Outrageous, not unlike the violence found in films made by Canadian directors/actors/editors Rob Grant and Mike Kovac. They have a handful of shoestring horror productions under their belt, and from the ridiculously violent clips of their past work that we see in their new documentary, FAKE BLOOD, it’s hard to believe anyone would be compelled reenact them.

But according to Grant and Kovac, someone actually did.

Grant and Kovac’s previous effort – Mon Ami – is about a couple of criminals who kidnap a girl and accidentally kill her, forcing them to dismember and dispose of the body. After making the rounds at film festivals, the pair received a disturbing fan video focused on the methods of murder depicted in Mon Ami. Profoundly affected by discovering their potential influence on violent minds, Grant and Kovac set out to document an investigation into movie violence.

I went into FAKE BLOOD expecting an enlightening look at the topic, but what I got was unexpected. Things start innocently enough, but before long, something seemed fishy. I fully expected the rug to be pulled out, and that FAKE BLOOD would become a found footage film where the Grant and Kovac are lured into the den of a killer and have to fight for their lives. Turns out I wasn’t too far off.

It’s hard to talk about the film without blowing its cover, but this is NOT a legitimate documentary. While Grant and Kovac go to great lengths to disguise its true nature, the jig is launched high into the air when we start spending long periods of time with “John”, a man who once advised on a gangster film and knows a little too much about real dead bodies.

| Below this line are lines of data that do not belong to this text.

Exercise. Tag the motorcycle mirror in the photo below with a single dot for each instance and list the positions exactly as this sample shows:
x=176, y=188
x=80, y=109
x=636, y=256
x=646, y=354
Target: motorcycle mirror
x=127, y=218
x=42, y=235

Grant and Kovac – who spend the majority of time in front of the camera – have their acting abilities stretched a little too far as they try to convince us that they’re in the presence of a truly terrifying individual. They organize an interview with “John” via phone and meet up with him in a parking lot. The whole scene is so unnatural that it ruins any good will the film had generated up until that point. Grant and Kovac are taking the audience for a ride, but not in a good way.

This switcheroo would have been fine had they gone full found footage style with “John” hunting them down in bloody and horrific fashion. Unfortunately, the remaining runtime rests on lots of talking and unconvincing confrontations between Grant and Kovac as they hide out in a hotel to escape danger.

The end result is a surface scraping of the topic they promised to tackle at the outset. These two filmmakers are likeable personalities, but once it becomes clear they’re more interested in pulling a fast one on the audience than actually having something valuable to say, it’s hard to stay engaged. I guess the clue was in the title.